Dun itibariyle Turkiye'de Google'in bir servisi olan Blogspot'a erisim engellendi ama benim daha soyleyeceklerim var, dinleyeceklerim var, ogreneceklerim var, paylasacaklarim var. Bu yuzden, Turkiye'den bu yaziyi kimse okuyamamasina ragmen-tabiki farkli yollarla erisim saglayanlar disinda ki, onlarin ozgur dusunceye olan bagliliklarina hayranim-bu yaziyi yaziyorum.
Her anlamdaki ozgurlugumuzu kisitlayan bu akilalmaz dusunce ve yargi sistemine soruyorum: Nasil cevap vereceksiniz Turkiye'nin nasil bir yer oldugu sorusuna? Soyle cevaplar verebilirsiniz: Biz birazcik Cin gibiyiz, birazcik da Iran. Belki de kargasa sirasindaki Misir gibiyiz.
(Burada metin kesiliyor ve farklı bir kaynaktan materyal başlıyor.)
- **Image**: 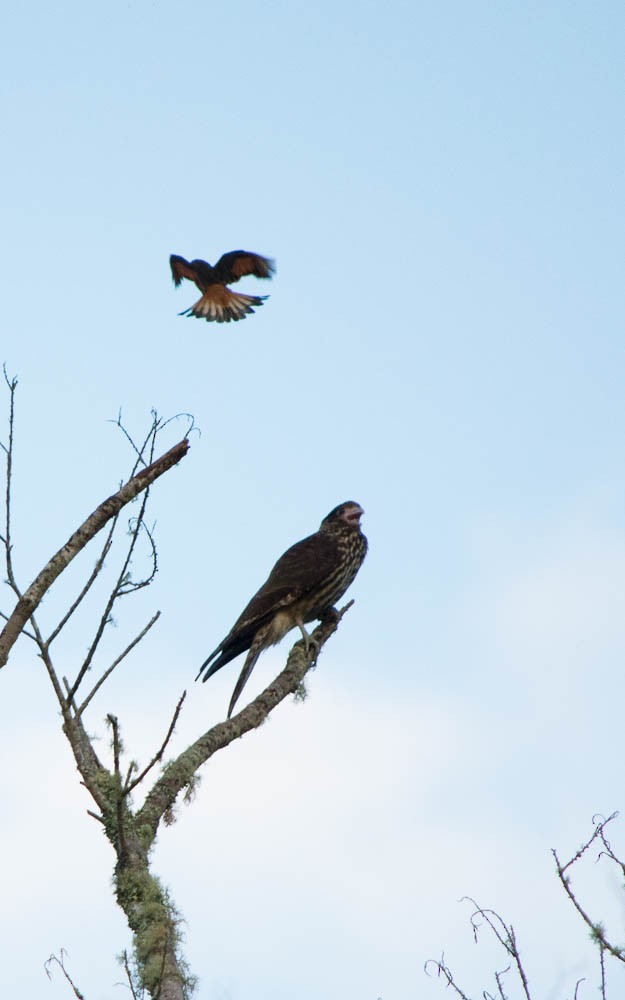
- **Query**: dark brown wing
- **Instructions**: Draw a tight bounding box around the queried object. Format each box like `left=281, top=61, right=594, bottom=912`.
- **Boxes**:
left=196, top=530, right=339, bottom=682
left=213, top=250, right=275, bottom=285
left=170, top=254, right=203, bottom=288
left=230, top=531, right=339, bottom=631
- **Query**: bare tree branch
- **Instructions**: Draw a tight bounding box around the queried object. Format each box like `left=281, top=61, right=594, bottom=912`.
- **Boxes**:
left=77, top=611, right=161, bottom=716
left=120, top=950, right=142, bottom=1000
left=1, top=367, right=20, bottom=597
left=0, top=608, right=36, bottom=641
left=0, top=437, right=189, bottom=669
left=125, top=691, right=187, bottom=796
left=44, top=949, right=86, bottom=999
left=47, top=517, right=118, bottom=646
left=67, top=483, right=156, bottom=701
left=426, top=897, right=534, bottom=1000
left=137, top=602, right=353, bottom=844
left=553, top=813, right=625, bottom=966
left=118, top=517, right=158, bottom=596
left=463, top=897, right=532, bottom=1000
left=424, top=954, right=472, bottom=999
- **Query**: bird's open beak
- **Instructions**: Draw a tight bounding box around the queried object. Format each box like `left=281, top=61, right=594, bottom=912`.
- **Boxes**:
left=347, top=506, right=364, bottom=524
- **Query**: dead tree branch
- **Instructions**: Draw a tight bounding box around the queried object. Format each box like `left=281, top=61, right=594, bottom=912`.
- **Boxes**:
left=426, top=896, right=533, bottom=1000
left=77, top=611, right=161, bottom=716
left=0, top=437, right=189, bottom=669
left=428, top=815, right=625, bottom=1000
left=44, top=949, right=86, bottom=1000
left=137, top=602, right=353, bottom=844
left=553, top=812, right=625, bottom=983
left=1, top=367, right=19, bottom=596
left=124, top=691, right=187, bottom=796
left=424, top=953, right=471, bottom=999
left=47, top=517, right=118, bottom=646
left=463, top=897, right=532, bottom=1000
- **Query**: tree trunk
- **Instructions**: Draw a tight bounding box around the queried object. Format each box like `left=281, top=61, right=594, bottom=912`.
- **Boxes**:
left=115, top=831, right=188, bottom=1000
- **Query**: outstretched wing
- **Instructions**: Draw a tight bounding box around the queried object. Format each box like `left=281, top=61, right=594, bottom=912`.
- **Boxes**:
left=170, top=254, right=202, bottom=287
left=213, top=250, right=275, bottom=285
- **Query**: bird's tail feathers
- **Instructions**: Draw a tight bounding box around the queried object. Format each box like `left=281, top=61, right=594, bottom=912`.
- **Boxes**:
left=182, top=288, right=268, bottom=323
left=195, top=648, right=224, bottom=683
left=227, top=646, right=263, bottom=719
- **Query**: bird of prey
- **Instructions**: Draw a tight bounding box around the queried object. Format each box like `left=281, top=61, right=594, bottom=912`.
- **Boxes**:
left=196, top=501, right=367, bottom=718
left=169, top=250, right=275, bottom=322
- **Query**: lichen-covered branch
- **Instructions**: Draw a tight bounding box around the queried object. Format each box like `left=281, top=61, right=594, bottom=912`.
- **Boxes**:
left=0, top=437, right=189, bottom=669
left=137, top=602, right=352, bottom=844
left=553, top=812, right=625, bottom=985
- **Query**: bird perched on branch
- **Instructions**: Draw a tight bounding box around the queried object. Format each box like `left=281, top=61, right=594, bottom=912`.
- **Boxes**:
left=169, top=250, right=275, bottom=322
left=197, top=502, right=367, bottom=718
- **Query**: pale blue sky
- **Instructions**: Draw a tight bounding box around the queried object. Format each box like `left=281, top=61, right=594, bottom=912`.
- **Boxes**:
left=1, top=2, right=625, bottom=998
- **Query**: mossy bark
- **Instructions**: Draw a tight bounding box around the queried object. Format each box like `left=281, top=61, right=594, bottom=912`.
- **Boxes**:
left=115, top=839, right=186, bottom=1000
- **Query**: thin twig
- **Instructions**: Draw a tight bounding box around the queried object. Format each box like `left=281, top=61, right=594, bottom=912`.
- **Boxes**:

Ama bence kendimiz gibi olmayi ogrenmeliyiz. Sadece bir kosul ozgurlugumuze sansur getirebilir, o da insanlarin dinlememe hakkidir. Iste bu nedenle, ben kelimelerimi sustuklarimda degil, insanlarda buyutucem. Yeri geldiginde kendi kelimelerimi savunup, yeri geldiginde degistirmeyi de bilicem.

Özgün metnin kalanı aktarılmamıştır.